The death toll rose to 11 on Saturday as storm Florence continues slamming into the U.S. East Coast with howling winds and blinding rains, authorities said.
The storm, which made landfall as a Category 1 hurricane on Friday morning and weakened to a tropical storm hours after, caused massive damage across the U.S. states of North and South Carolina by felling trees, splintering buildings, trapping hundreds of people, inundating communities and knocking out power.
At least eight people have died from the storm in North Carolina, including a 41-year-old mother and her infant killed by a tree which fell on their home, a husband and wife due to a house fire, and two men who had been electrocuted, local media reported.
In Hampstead, North Carolina, a woman died of a heart attack on Friday since emergency crews could not reach her due to fallen trees that blocked the road, local media reported.
In South Carolina, a woman was killed when she struck a tree while driving, and a couple died from carbon monoxide poisoning from a generator being operated inside their home, officials said.

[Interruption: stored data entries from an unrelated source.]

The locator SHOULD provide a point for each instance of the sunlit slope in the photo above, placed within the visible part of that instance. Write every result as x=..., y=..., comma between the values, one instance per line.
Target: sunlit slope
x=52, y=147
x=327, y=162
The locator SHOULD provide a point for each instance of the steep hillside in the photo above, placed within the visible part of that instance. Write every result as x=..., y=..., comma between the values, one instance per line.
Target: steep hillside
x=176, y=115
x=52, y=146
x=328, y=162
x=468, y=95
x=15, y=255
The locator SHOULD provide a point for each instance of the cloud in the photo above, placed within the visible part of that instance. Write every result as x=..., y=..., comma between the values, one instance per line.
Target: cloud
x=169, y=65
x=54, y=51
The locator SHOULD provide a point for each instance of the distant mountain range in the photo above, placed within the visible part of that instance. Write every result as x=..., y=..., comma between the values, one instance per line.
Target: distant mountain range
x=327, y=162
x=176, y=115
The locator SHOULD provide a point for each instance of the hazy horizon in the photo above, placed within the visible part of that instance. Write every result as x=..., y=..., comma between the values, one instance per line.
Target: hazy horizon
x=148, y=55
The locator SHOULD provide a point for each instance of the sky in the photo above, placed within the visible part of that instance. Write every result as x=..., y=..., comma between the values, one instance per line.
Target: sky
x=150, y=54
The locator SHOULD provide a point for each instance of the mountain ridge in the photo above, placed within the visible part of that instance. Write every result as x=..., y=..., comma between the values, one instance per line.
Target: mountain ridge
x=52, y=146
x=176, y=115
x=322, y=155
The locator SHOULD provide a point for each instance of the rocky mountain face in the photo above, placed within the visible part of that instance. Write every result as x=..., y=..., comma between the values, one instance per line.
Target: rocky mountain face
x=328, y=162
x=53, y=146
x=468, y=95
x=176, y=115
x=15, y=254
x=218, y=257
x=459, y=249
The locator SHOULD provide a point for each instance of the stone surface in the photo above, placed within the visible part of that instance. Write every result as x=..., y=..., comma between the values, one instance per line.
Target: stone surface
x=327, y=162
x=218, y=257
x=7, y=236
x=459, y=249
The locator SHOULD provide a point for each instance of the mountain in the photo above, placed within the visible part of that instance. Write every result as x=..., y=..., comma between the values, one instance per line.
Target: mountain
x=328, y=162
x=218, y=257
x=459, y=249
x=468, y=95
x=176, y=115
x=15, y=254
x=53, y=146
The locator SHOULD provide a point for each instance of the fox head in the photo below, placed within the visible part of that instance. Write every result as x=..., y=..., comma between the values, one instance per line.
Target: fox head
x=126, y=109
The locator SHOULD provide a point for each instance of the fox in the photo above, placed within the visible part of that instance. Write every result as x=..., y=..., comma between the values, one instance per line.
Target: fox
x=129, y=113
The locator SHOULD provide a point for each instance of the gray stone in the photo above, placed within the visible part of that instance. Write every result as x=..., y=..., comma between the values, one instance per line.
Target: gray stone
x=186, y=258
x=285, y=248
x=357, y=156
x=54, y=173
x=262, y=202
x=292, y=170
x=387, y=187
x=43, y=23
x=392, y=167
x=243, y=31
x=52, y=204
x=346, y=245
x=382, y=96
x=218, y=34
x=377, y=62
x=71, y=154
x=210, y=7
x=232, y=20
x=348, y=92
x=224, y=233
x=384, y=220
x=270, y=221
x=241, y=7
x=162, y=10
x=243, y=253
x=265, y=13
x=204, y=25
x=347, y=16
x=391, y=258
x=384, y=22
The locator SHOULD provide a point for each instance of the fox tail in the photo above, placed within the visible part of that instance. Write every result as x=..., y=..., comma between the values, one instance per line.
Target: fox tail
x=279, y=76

Florence has already set rainfall records and left tens of thousands of people in shelters and more than one million homes without power, according to a Washington Post report on Saturday.
By storm's end, up to 40 inches of rain will have fallen in parts of North Carolina and far northeastern South Carolina, the National Hurricane Center said.
North Carolina Governor Roy Cooper warned Saturday that the volume of rainwater Florence will drop in the coming days may cause flooding not seen at least in a generation.
"The flood danger from this storm is more immediate today than when it ... made landfall 24 hours ago," Cooper said Saturday morning. "We face walls of water at our coasts, along our rivers, across our farmland, in our cities and in our towns."
About 760,000 customers are without power in North Carolina on Saturday. In South Carolina, some 36,000 customers are without power, officials said.
The storm surge of up to 13 feet (3.9 m) will be "life threatening" and rainfall of up to 40 inches (101.6 cm) will mean "catastrophic" flooding, according to the National Hurricane Center.
The states of Georgia, South Carolina, North Carolina, Virginia and Maryland, as well as Washington D.C., declared a state of emergency ahead of the storm.
According to the U.S. National Weather Service, there are 5.25 million residents in areas under hurricane warnings or watches, and 4.9 million in places under tropical storm warnings or watches.